Lutte contre la corruption : un combat ambigu !

Le dernier conseil des ministres du vendredi 20 novembre dernier a décidé du renforcement des pouvoirs de la commission nationale de lutte contre la corruption et l’enrichissement illicite pour mieux lutter contre ce fléau donc la persistance gangrène l’action publique. Pourtant, malgré les décisions empilées par strates, les détournements d’argent public, les dessous de table semblent toujours monnaie courante au Gabon. 

Leno Koleba

Plus qu’une vue de l’esprit, l’impression laissée par les slogans anti-corruption, distillés à souhait est celle d’un combat difficile voire perdu d’avance au regard des pesanteurs qui l’entourent.
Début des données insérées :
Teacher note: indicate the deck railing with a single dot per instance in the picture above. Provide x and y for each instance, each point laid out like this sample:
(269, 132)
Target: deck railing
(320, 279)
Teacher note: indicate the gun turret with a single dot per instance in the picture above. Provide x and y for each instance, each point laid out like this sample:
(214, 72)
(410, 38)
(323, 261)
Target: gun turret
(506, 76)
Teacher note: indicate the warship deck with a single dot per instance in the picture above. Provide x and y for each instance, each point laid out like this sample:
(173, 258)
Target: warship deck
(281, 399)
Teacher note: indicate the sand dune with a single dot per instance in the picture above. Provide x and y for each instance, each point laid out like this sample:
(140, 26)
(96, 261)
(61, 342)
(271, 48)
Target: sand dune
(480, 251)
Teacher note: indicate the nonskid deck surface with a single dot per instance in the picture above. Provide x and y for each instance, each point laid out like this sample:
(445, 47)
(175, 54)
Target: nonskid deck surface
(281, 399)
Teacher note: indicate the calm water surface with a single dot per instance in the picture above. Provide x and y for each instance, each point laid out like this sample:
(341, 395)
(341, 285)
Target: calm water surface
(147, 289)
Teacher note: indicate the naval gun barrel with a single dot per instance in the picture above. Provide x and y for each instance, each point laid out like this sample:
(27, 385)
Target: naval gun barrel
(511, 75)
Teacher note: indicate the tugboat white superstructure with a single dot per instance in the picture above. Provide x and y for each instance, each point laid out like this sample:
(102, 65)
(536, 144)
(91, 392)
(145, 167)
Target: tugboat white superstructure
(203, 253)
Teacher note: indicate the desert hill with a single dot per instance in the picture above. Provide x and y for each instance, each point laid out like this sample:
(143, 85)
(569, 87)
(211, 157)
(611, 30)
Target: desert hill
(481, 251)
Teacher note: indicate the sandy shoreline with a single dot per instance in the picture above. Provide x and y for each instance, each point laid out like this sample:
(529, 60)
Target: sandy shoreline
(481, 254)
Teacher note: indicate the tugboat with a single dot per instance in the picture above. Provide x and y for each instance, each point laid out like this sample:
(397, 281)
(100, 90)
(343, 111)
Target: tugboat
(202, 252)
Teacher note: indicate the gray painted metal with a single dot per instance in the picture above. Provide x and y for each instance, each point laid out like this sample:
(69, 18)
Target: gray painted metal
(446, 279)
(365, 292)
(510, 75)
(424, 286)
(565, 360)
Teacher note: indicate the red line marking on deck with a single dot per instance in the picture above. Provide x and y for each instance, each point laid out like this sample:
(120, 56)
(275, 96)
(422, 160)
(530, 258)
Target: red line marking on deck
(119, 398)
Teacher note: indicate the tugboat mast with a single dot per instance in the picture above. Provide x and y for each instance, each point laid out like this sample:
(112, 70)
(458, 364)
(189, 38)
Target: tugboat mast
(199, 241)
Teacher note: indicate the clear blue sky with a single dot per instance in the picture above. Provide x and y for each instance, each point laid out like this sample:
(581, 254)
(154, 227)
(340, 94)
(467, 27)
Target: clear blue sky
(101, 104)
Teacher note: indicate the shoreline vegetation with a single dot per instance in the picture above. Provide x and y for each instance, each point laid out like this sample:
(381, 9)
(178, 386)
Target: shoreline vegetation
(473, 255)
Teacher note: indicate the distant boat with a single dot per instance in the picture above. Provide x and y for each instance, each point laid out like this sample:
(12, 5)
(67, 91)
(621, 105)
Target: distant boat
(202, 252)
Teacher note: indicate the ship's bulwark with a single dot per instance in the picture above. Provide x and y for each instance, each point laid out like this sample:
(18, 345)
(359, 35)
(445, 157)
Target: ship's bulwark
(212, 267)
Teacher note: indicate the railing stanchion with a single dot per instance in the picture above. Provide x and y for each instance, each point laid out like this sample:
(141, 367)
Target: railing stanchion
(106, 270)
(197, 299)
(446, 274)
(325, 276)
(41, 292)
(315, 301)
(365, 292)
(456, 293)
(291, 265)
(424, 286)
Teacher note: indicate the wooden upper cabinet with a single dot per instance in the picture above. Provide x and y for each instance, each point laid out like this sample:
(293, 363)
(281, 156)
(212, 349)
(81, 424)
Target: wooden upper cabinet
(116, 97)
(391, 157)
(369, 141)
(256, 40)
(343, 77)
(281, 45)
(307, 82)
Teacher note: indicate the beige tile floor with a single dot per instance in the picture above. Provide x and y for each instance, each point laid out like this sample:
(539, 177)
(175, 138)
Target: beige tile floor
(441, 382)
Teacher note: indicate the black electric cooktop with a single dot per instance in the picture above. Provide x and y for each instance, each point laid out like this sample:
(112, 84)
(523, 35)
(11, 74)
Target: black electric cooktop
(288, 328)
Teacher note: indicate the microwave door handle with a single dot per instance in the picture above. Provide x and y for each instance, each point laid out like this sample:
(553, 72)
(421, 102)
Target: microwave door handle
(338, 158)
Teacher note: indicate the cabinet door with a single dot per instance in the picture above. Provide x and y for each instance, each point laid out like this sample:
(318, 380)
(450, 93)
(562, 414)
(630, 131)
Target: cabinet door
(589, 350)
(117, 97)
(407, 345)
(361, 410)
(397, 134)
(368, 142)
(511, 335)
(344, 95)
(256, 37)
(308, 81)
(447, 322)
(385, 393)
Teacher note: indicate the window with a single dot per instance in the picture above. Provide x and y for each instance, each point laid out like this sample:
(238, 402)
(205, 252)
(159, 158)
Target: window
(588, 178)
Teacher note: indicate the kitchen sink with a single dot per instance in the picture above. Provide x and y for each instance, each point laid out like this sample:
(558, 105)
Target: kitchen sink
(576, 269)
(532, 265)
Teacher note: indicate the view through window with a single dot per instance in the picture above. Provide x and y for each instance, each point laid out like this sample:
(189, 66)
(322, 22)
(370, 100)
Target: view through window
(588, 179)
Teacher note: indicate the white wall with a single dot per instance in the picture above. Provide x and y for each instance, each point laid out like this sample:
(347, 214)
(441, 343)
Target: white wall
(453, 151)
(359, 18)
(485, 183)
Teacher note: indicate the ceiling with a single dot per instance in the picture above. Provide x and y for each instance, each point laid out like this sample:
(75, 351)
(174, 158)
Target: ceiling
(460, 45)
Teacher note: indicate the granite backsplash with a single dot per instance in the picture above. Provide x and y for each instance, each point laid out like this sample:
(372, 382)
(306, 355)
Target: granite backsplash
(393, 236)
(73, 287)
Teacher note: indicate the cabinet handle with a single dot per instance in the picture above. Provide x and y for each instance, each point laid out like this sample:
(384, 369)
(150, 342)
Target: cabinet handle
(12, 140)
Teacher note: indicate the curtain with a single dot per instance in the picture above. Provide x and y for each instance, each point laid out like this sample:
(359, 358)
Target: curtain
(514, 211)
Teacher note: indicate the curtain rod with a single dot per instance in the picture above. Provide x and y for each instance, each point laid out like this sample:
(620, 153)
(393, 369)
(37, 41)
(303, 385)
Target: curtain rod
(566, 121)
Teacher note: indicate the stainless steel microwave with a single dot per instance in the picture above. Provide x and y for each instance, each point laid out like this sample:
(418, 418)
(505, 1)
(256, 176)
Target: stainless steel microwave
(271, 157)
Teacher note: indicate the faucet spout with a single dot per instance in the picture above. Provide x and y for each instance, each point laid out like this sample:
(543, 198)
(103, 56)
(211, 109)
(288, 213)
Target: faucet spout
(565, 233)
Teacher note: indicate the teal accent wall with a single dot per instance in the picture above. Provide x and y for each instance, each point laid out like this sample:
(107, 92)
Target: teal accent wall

Les campagnes de lutte contre la corruption et l’enrichissement illicite s’enchaînent avec tous les éclats qui les accompagnent. Mais l’enlisement aidant, la lutte a fini par laissé un sentiment de sur-place, un goût d’impuissance face un mal qui pourtant prend racine dans les mentalités, dans l’organisation de nos concours, nos consultations à l’hôpital, nos services dans les administrations. Bref, comme tous happés par un mal qui tient la société par le collet, la corruption a fini par imprégner nos actions au quotidien. Qui n’a jamais payé pour obtenir un service pourtant gratuit ? Quel cadre de la République n’a jamais payé ou passé un coup de fil pour faire admettre son parent au concours de Douanes, à l’ENA, à l’EPCA, pendant que les enfants des pauvres, faute de moyens et de “longs bras”, eux sont recalés ? 

Et combien de ces gens se sont déjà retrouvés derrière les barreaux pour avoir agi ainsi ? Quel responsable d’administration n’a jamais détourné un seul centime des crédits mis à sa disposition pour le fonctionnement de son administration ? Combien a-t-on envoyé en prison au nom de la lutte contre l’enrichissement illicite ? Combien ont-ils remboursé à l’État ? “Mamba” en 2017, “Scorpion” en 2020, combien ces opérations lancées en fanfare ont-elles permis de retourner dans les caisses du trésor public ? Qu’a-t-on fait des centaines de milliards FCFA qui auraient été saisis chez l’ancien directeur de cabinet d’Ali Bongo Ondimba, Bruce Laccruche Alihanga et toute la compagnie ? 

A ces questions, l’économiste et ancien premier ministre, Raymond Ndong Sima, qui reconnaît pourtant la pertinence du combat contre la corruption et l’enrichissement illicite, pointe le manque de transparence du gouvernement. Un manque de transparence considéré comme une force rétrograde  d’un combat pourtant noble, alors que Gabon est classé 29e pays africain le plus corrompu. Un classement d’ailleurs confirmé par la commission nationale de lutte contre la corruption et l’enrichissement illicite qui révèle que 80% de détournements des deniers publics et des actes de corruption proviennent des administrations publiques. Or, le constat fait c’est qu’au lieu d’envoyer tout ce monde-là en prison, et de le contraindre de rembourser l’argent volé, il y a une forme de deux poids deux mesures. On envoie à Gros bouquet que ceux dont on voudrait qu’ils y soient, parfois pour des désidératas politiques, avant de les en sortir quelques mois ou années plus tard, parfois incognito et l’affaire est classée.